REFILE-ZTO Express falls in market debut

(Corrects to Thursday from Wednesday in first paragraph)

Oct 27 (Reuters) - Chinese package delivery company ZTO Express's shares (ZTO.N) opened 5.6 percent below the IPO price in their market debut on Thursday.

Shanghai-based ZTO's offering is the biggest U.S. initial public offering of the year and the largest by a Chinese company since the $25 billion IPO of e-commerce giant Alibaba Group Holding Ltd (BABA.N) in 2014.

ZTO shares, which opened at $18.40, fell as much as 10 percent in morning trading.

ZTO's IPO of 72.1 million shares was priced at $19.50 per share, above the previously expected range of $16.50-$18.50 per share, to raise $1.41 billion.

The deal adds a much-needed boost to the volume of U.S. IPOs from Chinese firms, which plunged to just $309 million from five deals in 2015, after a record $29 billion in the previous year because of Alibaba's listing, according to Thomson Reuters data.

Chinese companies, particularly not-yet-profitable technology firms, had been flocking to U.S. markets for years, counting on a large pool of fund managers, which are more familiar with startup investing, to raise funds for expansion.

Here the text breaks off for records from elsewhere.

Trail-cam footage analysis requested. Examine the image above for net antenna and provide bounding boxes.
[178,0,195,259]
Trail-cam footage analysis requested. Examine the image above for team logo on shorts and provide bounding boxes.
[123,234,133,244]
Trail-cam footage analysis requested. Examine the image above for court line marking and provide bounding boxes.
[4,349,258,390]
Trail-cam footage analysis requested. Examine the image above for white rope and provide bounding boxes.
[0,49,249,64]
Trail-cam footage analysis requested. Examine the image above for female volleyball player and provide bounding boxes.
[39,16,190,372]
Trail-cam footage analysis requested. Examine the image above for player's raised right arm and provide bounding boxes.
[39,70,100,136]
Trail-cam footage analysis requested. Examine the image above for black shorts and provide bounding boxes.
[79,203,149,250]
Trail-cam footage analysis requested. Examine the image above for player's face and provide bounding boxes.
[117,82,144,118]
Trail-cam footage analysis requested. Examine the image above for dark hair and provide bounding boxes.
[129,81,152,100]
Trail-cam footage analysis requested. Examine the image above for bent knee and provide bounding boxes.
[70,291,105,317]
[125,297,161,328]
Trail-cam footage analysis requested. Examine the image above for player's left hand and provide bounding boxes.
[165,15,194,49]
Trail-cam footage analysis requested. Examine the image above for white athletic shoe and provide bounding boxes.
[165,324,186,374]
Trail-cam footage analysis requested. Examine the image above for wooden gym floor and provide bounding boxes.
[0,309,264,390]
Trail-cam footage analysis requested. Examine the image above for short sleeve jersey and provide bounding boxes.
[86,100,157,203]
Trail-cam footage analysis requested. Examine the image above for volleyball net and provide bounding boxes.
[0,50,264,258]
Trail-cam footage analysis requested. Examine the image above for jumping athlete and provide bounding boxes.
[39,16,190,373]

Founded in 2002, ZTO is a major player in China's quickly expanding e-commerce market. It delivers parcels for Alibaba and JD.com Inc (JD.O) , among others.

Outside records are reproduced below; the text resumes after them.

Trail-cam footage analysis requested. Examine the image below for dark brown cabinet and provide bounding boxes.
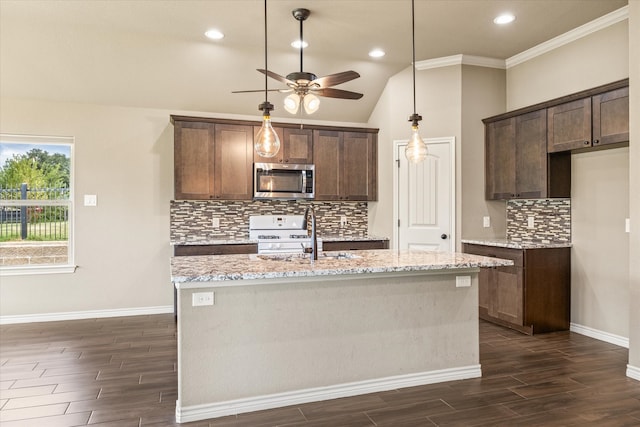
[174,121,253,200]
[463,243,571,334]
[313,130,378,201]
[485,110,548,200]
[253,126,313,164]
[547,87,629,153]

ZTO will use the proceeds from its offering to buy more trucks, expand capacity through the purchase of land, facilities and equipment, and for other general corporate purposes.

Sales of ZTO jumped to RMB 6.1 billion ($915.8 million) in 2015, up from RMB 3.9 billion in 2014. Its net income was RMB 1.3 billion ($200.4 million).

Morgan Stanley, Goldman Sachs Group Inc, China Renaissance, Citigroup Inc, Credit Suisse AG and JPMorgan Chase & Co are among underwriters for the listing.